In 2013, the DOD distributed 2,500 FitBits to military personnel; in 2015 that the Navy planned to conduct a pilot program to help the enlisted and their superiors keep track of fitness goals, and”allow Army leaders to track their Soldiers’ fitness in real time.”
The information is viewable online, on a mobile device, or through the desktop application. Fitbit logs movement and allows users to log additional health data in the app. Fitbit then uses this information to show progress over time.
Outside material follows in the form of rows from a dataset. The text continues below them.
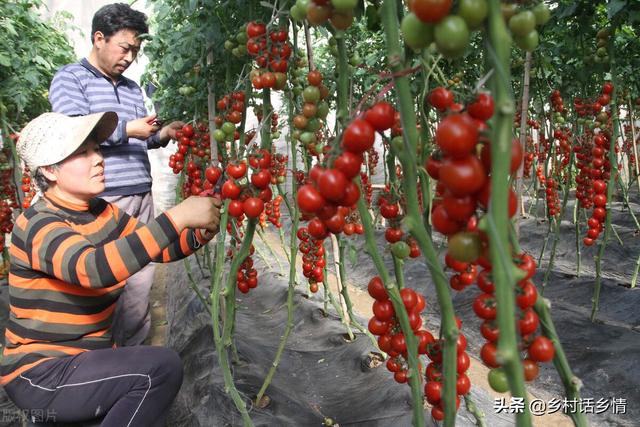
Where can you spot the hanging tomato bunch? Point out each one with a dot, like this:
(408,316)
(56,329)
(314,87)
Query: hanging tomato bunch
(271,51)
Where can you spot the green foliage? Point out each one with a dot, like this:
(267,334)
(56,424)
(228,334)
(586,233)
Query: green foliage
(187,52)
(31,51)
The manager of a companion program, called Strava, helps to map and display maps of readers’ movement using FitBit and other exercise tracking devices. In November 2017, Strava released their International Heat Map of 3 trillion individual global GPS data points uploaded from the previous two years. Zooming in on the maps, as Australian safety pupil Nathan Ruser did, revealed favored trails used in previously undisclosed bases by military physical fitness buffs. Heat map trails around and in Mogadishu could have provided possible targets of locations frequented by military personnel for Somalian dissidents.
As one may imagine, the Army on August 7, 2018 banned use of geolocation attributes in iPhones, Apple Watch, FitBit and other fitness trackers using the following directive:”Effectively immediately, Defense Department employees are prohibited from using geolocation features and performance on authorities and non-government-issued devices, applications, and services while in locations designated as operational areas.” It has not prohibited the use or possession of the apparatus altogether.
The (FitBit) Law of Unintended Consequences
There are three types of unintended consequences (based on Wikipedia)
As opposed to showing the accomplishment of an athletic endeavor it instead showed inaction once the crime would have demanded much motion, as with Doug Detrie and Nicole Vander Heyder.
An Unexpected drawback: An unexpected detriment happening in addition to the desirable effect of this policy, like a FitBit showing a supposed victim of a crime rather being the perpetrator as with Richard Dabate and his spouse.
A Perverse result: A perverse effect contrary to what was initially intended, as when military personnel using a FitBit to keep track of their fitness progress reveal themselves as potential targets to an adversary.
With any luck, none of these occasions will fall into lives of any of my readers.
Keep fit, keep track, but be aware that you may be showing more than you intend to.